Chromosome: 51 33 41 7 12 91 60 , random points: 33 and 12, random/shortest path between then: 33 29 71 12, mutated chromosome: 51 33 29 71 12 91 60
Find random point from path, remove it and connect its neighbours (really very similar to the first one)
Find random point from path and find random path to its neighbour
Try subtraversing the path from some randomly chosen point, until reaching any point on the initial route (slight modification of the first method).
see http://i.imgur.com/19mWPes.png
Each graph corresponds to each mutation method in appropriate order. In last example, the orange path is the one that would replace original path between mutation points (green nodes).
Note: this methods obviously may have performance drawback in the case, when finding alternative subroute (using a random or heuristic method) will stuck at some place or find very long and useless subpath, so consider bounding the time of mutation execution or trials number.
For my case, which is finding an optimal path in terms of maximizing sum of vertices weights while keeping sum of nodes weight less than given bound, those methods are quite effective and give a good result. Should you have any question, feel free to ask. Also, sorry for my MS Paint skills ;)
Update
One big hint: I basically used this approach in my implementation, but there was one big drawback of using random path generating. I decided to switch to semi-random route generation using shortest path traversing randomly picked point(s) - it is much more efficent (but obviously may not be applicable for all problems).
Emm.. That is very difficult question, people write dissertations for that and still there is no right answer to that.
The general rule is "it all depends on your domain".
There are some generic GA libraries that will do some work for you, but for the best results it is recommended to implement your GA operations yourself, specifically for your domain.
You might have more luck with answers on Theoretical CS, but you need to expand your question more and add more details about your task and domain.
Update:
So you have a graph. In GA terms, a path through the graph represents an individual, nodes in the path would be chromosomes.
In that case I would say a mutation can be represented as deviation of the path somewhere from the original - one of the nodes is moved somewhere, and the path is adjusted so the start and end values in the path are remaining the same.

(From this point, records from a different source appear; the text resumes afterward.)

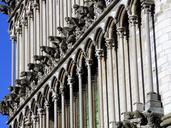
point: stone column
(18, 29)
(62, 105)
(146, 7)
(70, 83)
(41, 113)
(89, 63)
(13, 40)
(100, 54)
(47, 113)
(35, 121)
(21, 62)
(133, 20)
(110, 83)
(51, 17)
(31, 35)
(79, 73)
(55, 100)
(37, 26)
(26, 43)
(54, 3)
(153, 102)
(121, 69)
(44, 28)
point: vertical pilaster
(133, 20)
(153, 101)
(70, 83)
(55, 100)
(146, 7)
(110, 83)
(44, 23)
(62, 105)
(40, 113)
(89, 63)
(47, 114)
(100, 54)
(23, 21)
(13, 40)
(37, 26)
(121, 68)
(18, 28)
(35, 121)
(79, 73)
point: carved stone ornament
(140, 120)
(8, 7)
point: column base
(166, 121)
(138, 106)
(153, 103)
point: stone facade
(89, 64)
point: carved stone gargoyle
(45, 60)
(4, 9)
(100, 5)
(60, 46)
(23, 83)
(83, 12)
(49, 50)
(138, 119)
(11, 4)
(79, 23)
(19, 91)
(38, 68)
(9, 102)
(4, 110)
(30, 76)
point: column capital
(46, 104)
(29, 13)
(61, 89)
(24, 21)
(19, 29)
(99, 53)
(120, 31)
(40, 111)
(70, 80)
(133, 19)
(79, 71)
(147, 4)
(109, 42)
(36, 5)
(55, 96)
(35, 117)
(89, 62)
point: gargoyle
(69, 33)
(57, 39)
(79, 23)
(100, 4)
(19, 91)
(9, 102)
(66, 31)
(3, 108)
(30, 76)
(154, 119)
(4, 9)
(48, 50)
(23, 83)
(125, 124)
(39, 68)
(84, 11)
(45, 60)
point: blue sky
(5, 63)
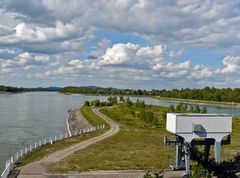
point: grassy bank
(59, 145)
(138, 145)
(92, 118)
(219, 103)
(48, 149)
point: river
(27, 117)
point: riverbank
(43, 165)
(76, 122)
(187, 101)
(201, 102)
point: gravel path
(77, 122)
(40, 169)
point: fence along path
(10, 163)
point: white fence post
(50, 140)
(25, 150)
(17, 156)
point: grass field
(92, 118)
(138, 145)
(48, 149)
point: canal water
(28, 117)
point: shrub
(87, 103)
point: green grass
(92, 118)
(138, 145)
(48, 149)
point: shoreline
(187, 101)
(200, 102)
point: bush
(198, 171)
(87, 103)
(149, 174)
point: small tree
(87, 103)
(121, 99)
(204, 110)
(171, 108)
(197, 109)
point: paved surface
(40, 169)
(77, 122)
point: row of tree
(207, 93)
(182, 107)
(10, 89)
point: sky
(155, 44)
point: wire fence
(37, 145)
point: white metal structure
(191, 126)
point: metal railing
(37, 145)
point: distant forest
(21, 89)
(207, 93)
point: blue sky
(120, 43)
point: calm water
(28, 117)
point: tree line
(207, 93)
(11, 89)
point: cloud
(194, 23)
(231, 64)
(29, 34)
(32, 33)
(132, 62)
(7, 53)
(24, 61)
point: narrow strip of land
(40, 168)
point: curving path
(40, 169)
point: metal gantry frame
(183, 151)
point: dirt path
(77, 122)
(40, 169)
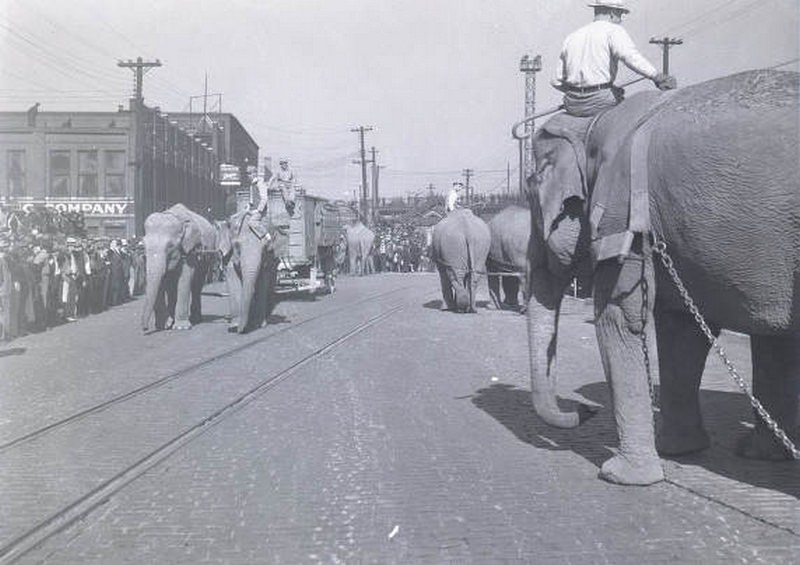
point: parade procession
(378, 282)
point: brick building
(116, 168)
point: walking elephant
(720, 160)
(508, 253)
(360, 241)
(460, 246)
(251, 267)
(178, 244)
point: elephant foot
(623, 471)
(761, 444)
(182, 325)
(672, 441)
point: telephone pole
(530, 66)
(666, 43)
(139, 68)
(363, 200)
(467, 188)
(375, 172)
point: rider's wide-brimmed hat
(613, 4)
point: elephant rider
(285, 180)
(590, 58)
(454, 196)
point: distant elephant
(722, 168)
(460, 246)
(508, 253)
(360, 241)
(251, 267)
(178, 244)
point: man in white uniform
(590, 58)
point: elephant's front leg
(184, 297)
(234, 285)
(621, 321)
(682, 352)
(776, 384)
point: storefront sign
(88, 207)
(229, 175)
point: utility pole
(530, 66)
(363, 200)
(467, 188)
(665, 43)
(374, 206)
(139, 68)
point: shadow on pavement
(723, 413)
(13, 351)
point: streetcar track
(85, 504)
(154, 385)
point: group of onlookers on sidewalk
(46, 280)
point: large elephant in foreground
(251, 266)
(178, 246)
(720, 160)
(508, 253)
(360, 242)
(460, 246)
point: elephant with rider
(460, 246)
(251, 261)
(719, 161)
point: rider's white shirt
(590, 55)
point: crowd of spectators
(52, 273)
(401, 248)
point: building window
(16, 173)
(87, 173)
(59, 173)
(115, 173)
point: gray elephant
(460, 246)
(360, 241)
(720, 160)
(178, 244)
(251, 266)
(508, 253)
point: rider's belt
(587, 89)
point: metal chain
(660, 247)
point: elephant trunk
(156, 270)
(543, 337)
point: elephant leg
(234, 286)
(776, 384)
(494, 291)
(620, 325)
(511, 290)
(447, 288)
(682, 352)
(183, 298)
(195, 307)
(462, 288)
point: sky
(438, 81)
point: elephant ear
(558, 178)
(191, 238)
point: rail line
(101, 494)
(97, 408)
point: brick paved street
(411, 442)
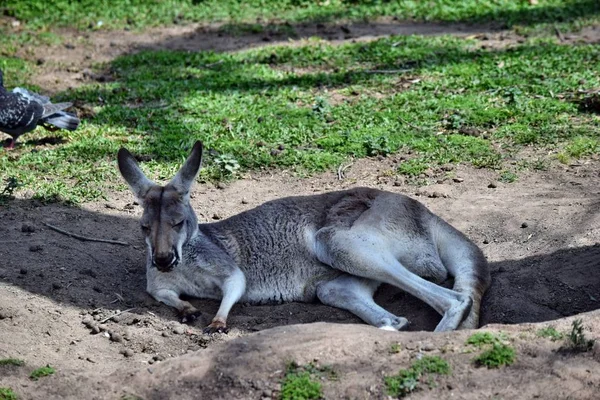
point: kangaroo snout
(165, 261)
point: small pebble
(427, 346)
(127, 352)
(115, 337)
(27, 227)
(179, 330)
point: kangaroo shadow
(91, 275)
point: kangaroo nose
(164, 262)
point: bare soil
(540, 235)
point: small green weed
(508, 176)
(298, 383)
(41, 372)
(498, 355)
(7, 394)
(227, 165)
(577, 339)
(550, 333)
(12, 361)
(395, 348)
(408, 380)
(12, 184)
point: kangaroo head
(168, 221)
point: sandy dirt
(540, 235)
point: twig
(85, 238)
(114, 315)
(341, 170)
(387, 71)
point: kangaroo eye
(178, 225)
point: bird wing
(18, 112)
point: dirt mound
(253, 367)
(540, 235)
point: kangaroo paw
(188, 316)
(216, 326)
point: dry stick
(342, 169)
(559, 34)
(387, 71)
(114, 315)
(85, 238)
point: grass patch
(497, 356)
(482, 338)
(302, 382)
(496, 353)
(395, 348)
(89, 14)
(312, 106)
(41, 372)
(409, 380)
(550, 333)
(7, 394)
(576, 339)
(12, 362)
(253, 112)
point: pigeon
(21, 111)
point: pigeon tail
(50, 108)
(63, 120)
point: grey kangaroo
(337, 247)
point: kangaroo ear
(182, 182)
(135, 178)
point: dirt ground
(540, 234)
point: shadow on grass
(235, 102)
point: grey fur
(337, 247)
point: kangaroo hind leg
(366, 253)
(356, 295)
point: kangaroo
(337, 247)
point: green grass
(7, 394)
(550, 333)
(12, 361)
(576, 339)
(299, 383)
(409, 380)
(253, 112)
(482, 338)
(41, 372)
(89, 14)
(497, 356)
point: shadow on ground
(90, 275)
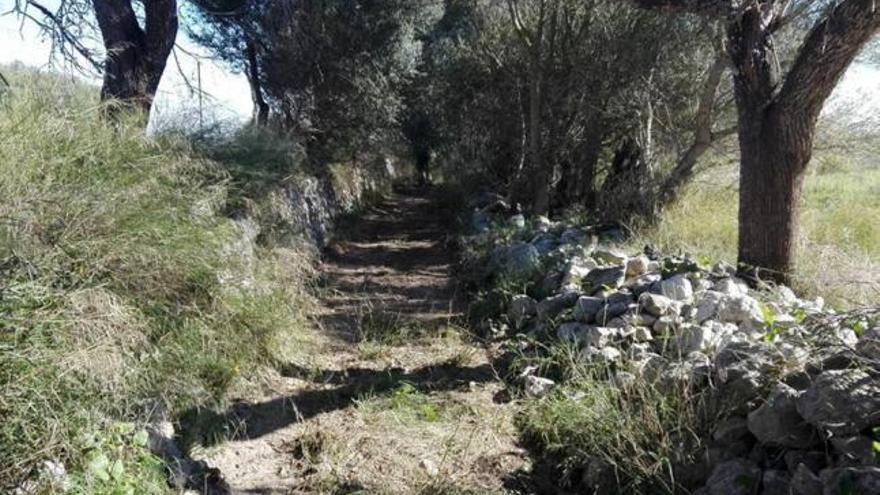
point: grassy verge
(838, 251)
(111, 310)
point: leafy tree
(137, 38)
(778, 110)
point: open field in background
(838, 254)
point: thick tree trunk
(591, 152)
(775, 152)
(261, 108)
(541, 178)
(777, 119)
(136, 57)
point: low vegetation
(838, 250)
(114, 306)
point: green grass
(641, 434)
(838, 251)
(110, 305)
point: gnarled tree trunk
(136, 56)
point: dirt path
(393, 399)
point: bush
(110, 304)
(642, 436)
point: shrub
(110, 304)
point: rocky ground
(394, 397)
(791, 388)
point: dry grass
(110, 304)
(838, 251)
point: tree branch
(829, 48)
(713, 8)
(57, 25)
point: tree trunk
(592, 149)
(775, 152)
(541, 179)
(136, 57)
(261, 108)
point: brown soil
(394, 397)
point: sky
(229, 98)
(229, 93)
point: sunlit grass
(838, 252)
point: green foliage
(643, 433)
(838, 250)
(110, 302)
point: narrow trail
(393, 397)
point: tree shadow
(257, 420)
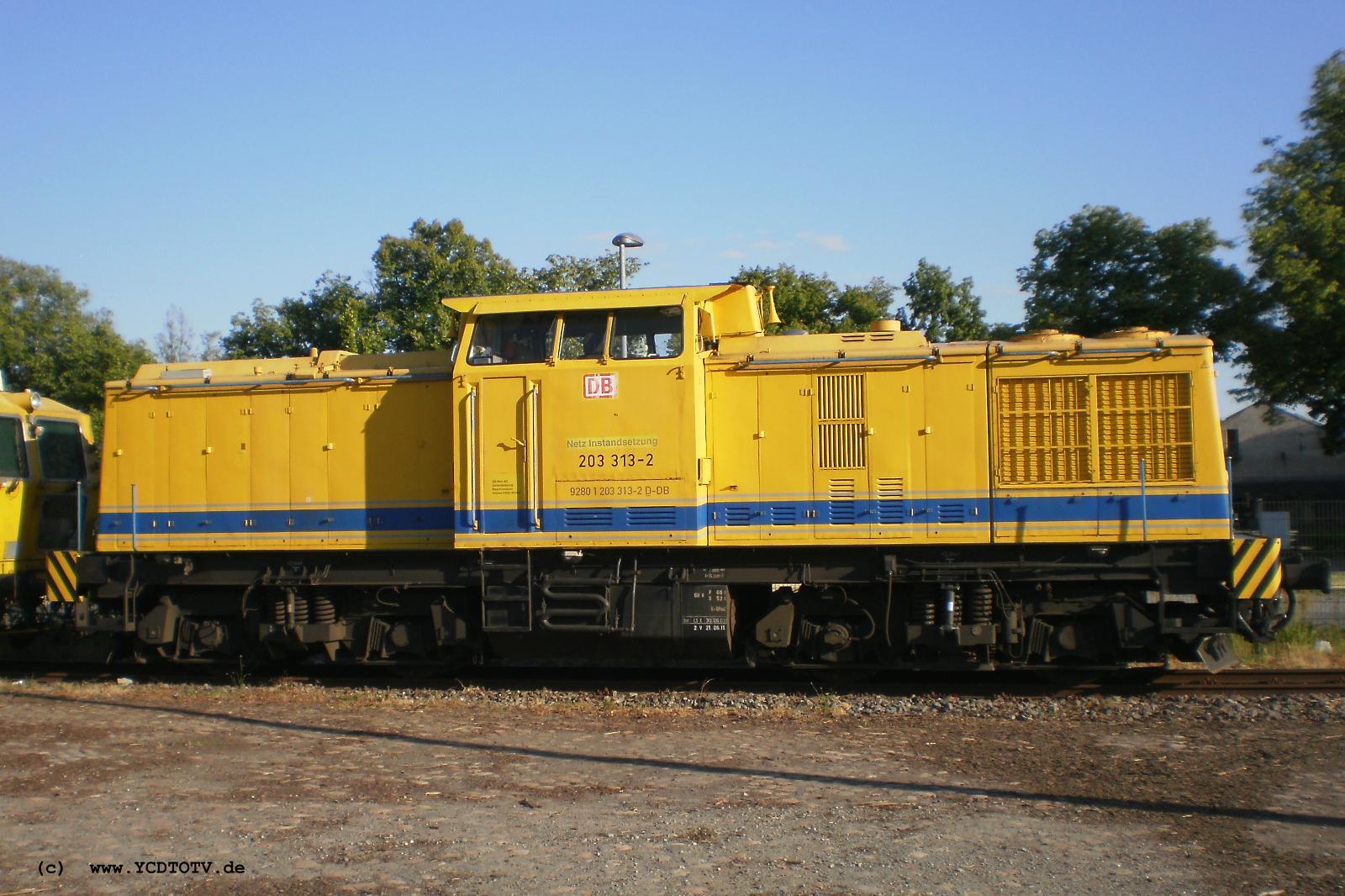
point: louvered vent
(651, 517)
(841, 423)
(588, 517)
(1042, 430)
(892, 501)
(841, 510)
(737, 515)
(1145, 416)
(952, 512)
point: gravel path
(324, 788)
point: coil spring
(323, 609)
(981, 604)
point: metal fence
(1317, 528)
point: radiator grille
(841, 423)
(1094, 430)
(1145, 417)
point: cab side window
(513, 340)
(646, 333)
(61, 450)
(583, 334)
(13, 463)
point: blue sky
(206, 155)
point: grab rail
(472, 485)
(535, 483)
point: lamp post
(625, 241)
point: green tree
(262, 334)
(1103, 269)
(945, 309)
(567, 273)
(53, 343)
(435, 261)
(1295, 340)
(815, 302)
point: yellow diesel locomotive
(47, 488)
(645, 477)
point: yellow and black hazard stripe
(1257, 571)
(62, 582)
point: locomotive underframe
(939, 607)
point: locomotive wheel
(1261, 623)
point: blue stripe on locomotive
(430, 519)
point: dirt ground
(316, 790)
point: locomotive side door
(894, 452)
(504, 439)
(499, 451)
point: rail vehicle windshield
(583, 334)
(647, 333)
(13, 461)
(513, 340)
(61, 450)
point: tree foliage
(53, 343)
(815, 303)
(943, 308)
(567, 273)
(1103, 269)
(403, 309)
(1295, 219)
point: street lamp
(625, 241)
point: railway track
(1015, 683)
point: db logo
(600, 385)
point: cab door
(506, 443)
(502, 451)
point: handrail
(472, 475)
(857, 360)
(252, 383)
(535, 483)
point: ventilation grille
(651, 517)
(588, 517)
(841, 423)
(841, 397)
(1064, 430)
(892, 501)
(737, 514)
(841, 510)
(1042, 430)
(1145, 417)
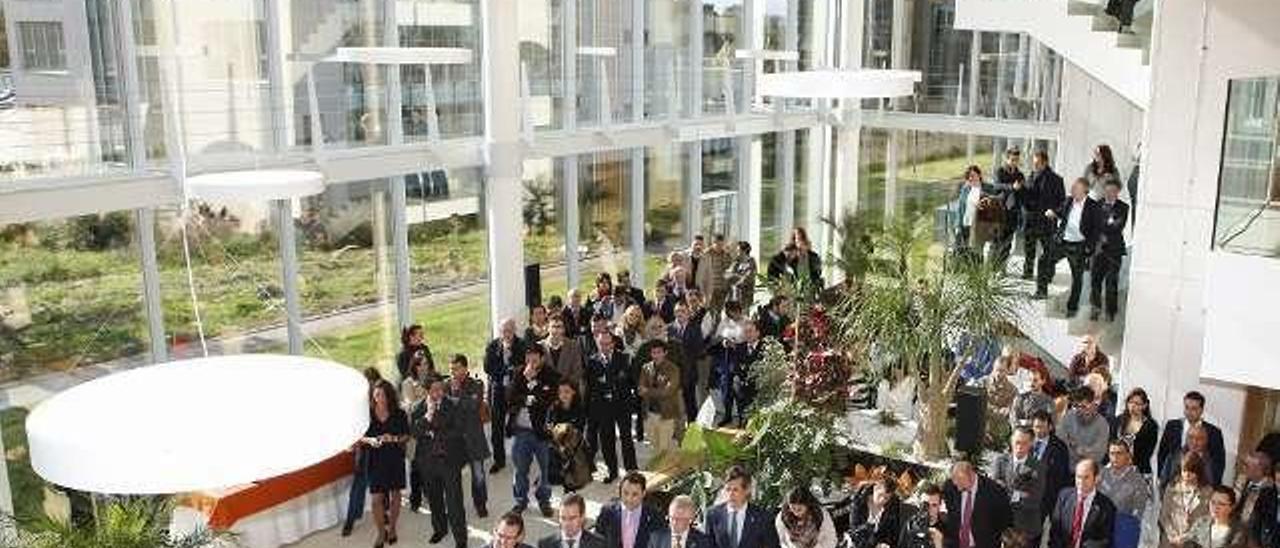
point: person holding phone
(385, 437)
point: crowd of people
(1083, 223)
(592, 374)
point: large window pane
(71, 296)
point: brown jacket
(659, 388)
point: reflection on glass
(1248, 195)
(236, 272)
(346, 274)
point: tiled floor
(415, 528)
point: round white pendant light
(197, 424)
(860, 83)
(256, 185)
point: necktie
(629, 528)
(732, 529)
(965, 524)
(1078, 521)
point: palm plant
(119, 524)
(917, 305)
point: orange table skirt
(228, 506)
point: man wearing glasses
(1084, 432)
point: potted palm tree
(914, 305)
(137, 523)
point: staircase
(1079, 31)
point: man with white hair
(680, 531)
(502, 356)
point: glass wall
(71, 296)
(1249, 179)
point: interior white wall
(1198, 45)
(1093, 114)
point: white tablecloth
(282, 524)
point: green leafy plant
(914, 304)
(118, 524)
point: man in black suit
(1112, 215)
(608, 391)
(693, 347)
(503, 355)
(1074, 238)
(530, 394)
(626, 523)
(1042, 192)
(680, 533)
(736, 523)
(508, 531)
(981, 506)
(1083, 517)
(1174, 437)
(572, 521)
(439, 457)
(1054, 457)
(1009, 181)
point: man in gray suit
(572, 526)
(1019, 473)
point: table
(275, 511)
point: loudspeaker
(970, 419)
(533, 284)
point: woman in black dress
(385, 437)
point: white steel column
(503, 154)
(748, 149)
(283, 210)
(636, 205)
(144, 219)
(694, 109)
(398, 206)
(568, 120)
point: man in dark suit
(680, 533)
(439, 457)
(736, 523)
(1074, 237)
(689, 336)
(1023, 476)
(503, 355)
(1083, 517)
(572, 523)
(508, 531)
(1009, 181)
(1112, 215)
(1174, 437)
(608, 391)
(1042, 192)
(1054, 456)
(626, 523)
(530, 394)
(981, 506)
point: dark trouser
(444, 497)
(1034, 242)
(1105, 272)
(638, 416)
(415, 488)
(479, 483)
(604, 427)
(497, 434)
(359, 487)
(1074, 254)
(689, 391)
(725, 368)
(1004, 241)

Mutation can lead to invalid individuals. And in that case you need to make a decision: allow invalid ones and hope that they will converge to some unexplored solution. Or kill them on the spot. When I was working with GA, I did allow invalid solution, adding "Unfitness" value along with fitness. Some researchers suggest this can help with broad exploring of the solution space.
Crossover can only happen to the paths that are crossing each other: on the point of the crossing, swap the remains of the path with the parents.
Bear in mind that there are various ways for crossover: individuals can be crossed-over in multiple points or just in one. In the case with graphs you can have multiple crossing points, and that can naturally lead to the multiple children graphs.
As I said before, there is no right or wrong way of doing this, but you will find out the best way only by experimenting on it.